Tesla is shifting all of its sales online, the company announced Thursday, in a dramatic move that’s received a mixed reaction from the fan community. The move is aimed at reducing costs so the company can build its more affordable vehicles like the newly-released $35,000 Model 3, but the sudden loss of a key aspect of the buying process has left some advocates shocked, with one user describing it as “honestly kind of scary.”
“Wow, this seems like the biggest news of the day to me,” a Reddit user called “thebigbobowski,” owner of an all-wheel-drive Model 3 and Tesla solar panels, wrote on the dedicated subreddit. “That’s a huge change.”
Tesla has built its brand around an Apple-like philosophy of thinking differently. It burst onto the scene in 2008 with the original Roadster, a high-performance supercar that showed the world an all-electric car could bring serious speed. Advocates in the years since have fought to persuade electric-curious friends that their fears of short range and low performance were unfounded.
On the TeslaMotorsClub forums, fans regularly recommended taking a Tesla for a test spin with zero commitment by visiting one of their stores — Tesla refuses to use independent dealerships so that it can better educate consumers about its unique cars, a decision that has met resistance from state legislatures. When Tesla insisted on giving priority to Model 3 reservations made in-store, InsideEVs speculated that the move could help newcomers develop a more personal face-to-face relationship with a representative.
This all changed on Thursday. The company plans to bring all of its worldwide sales online-only, globally expanding the system used in North America where users can buy a Tesla with their smartphone. Most of the stores will shut over the next few months, bar a few in high-traffic areas that will instead act as showcases for the cars. These moves are expected to save the firm around six percent on the price of a Tesla.

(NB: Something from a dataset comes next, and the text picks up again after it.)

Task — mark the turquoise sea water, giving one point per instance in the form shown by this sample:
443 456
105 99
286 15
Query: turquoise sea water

In lieu of a store offering test drives, consumers can now buy a car and return it within seven days or 1,000 miles for a full refund. Tesla wrote in its statement that”quite literally, you could buy a Tesla, drive several hundred miles for a weekend road trip with friends and then return it for free.”
This explanation has seen a mixed response. Reddit user “noodlez05” wrote that “your average person isn’t going to jump through the hoops of buying a car sight unseen, even if they know there’s a 7 day return period.” TeslaMotorsClub user “paulp” stated that “Tesla would struggle in Australia without a place that people can sit in the car and take it for a drive.”
While users argued over whether the market is ready for such a shift, there was widespread agreement that the move is perhaps indicative of the future. Tesla is currently developing an autonomous driving system that could enable self-delivering cars, allowing the firm to simplify its operations further. In a world where Amazon Prime and supermarkets deliver groceries direct to consumers’ doors, perhaps ordering cars over the internet is the next logical step.
“It is going from the Apple model to the Amazon model,” wrote Tesla forums user carlk. “That’s a huge, and even more innovative, change but we still need to find out about details. They won’t need to worry about state resistence [sic] if it works out.”
Tesla and Apple have received many comparisons over the years, to the point where analyst Ross Gerber urged the latter to buy a stake in Elon Musk’s firm in 2018. Like Tesla, Apple had to convince skeptical buyers that the Mac was a viable alternative to their Windows PC. The stores, which first opened in 2001, laid the products out for visitors to try out for themselves, with a Genius Bar at the rear for product issues and theaters for holding presentations.
“Steve [Jobs] always cared about the customer,” former retail head Ron Johnson told Business Insider. “He designed products for himself that he would love, so he thought about the whole experience. He knew there was something a store could do that you couldn’t just do through software, so that’s why he wanted to build the stores.”
But while the iPhone has regularly topped the list of the world’s best-selling smartphone, Tesla is still securing its place in the market. The Model 3 was the top-selling sedan in the United States by revenue in the second half of 2018, but this followed a tough production process where the firm expanded from producing just over 2,000 cars per week in January to around 7,000 by the end of the year.
Tesla is bringing the Model 3 worldwide, with demand expected to reach around 800,000 annually. It’s also planning the Model Y, pickup truck, Semi electric truck, and second-generation Roadster. The company is surging into the future, and it shows no sign of slowing down — even if it means moving even further away from working as a conventional automaker.
With electric cars still only accounting for around five percent of global market share, there’s a lot of potential car buyers that will have to go elsewhere to try out an electric car.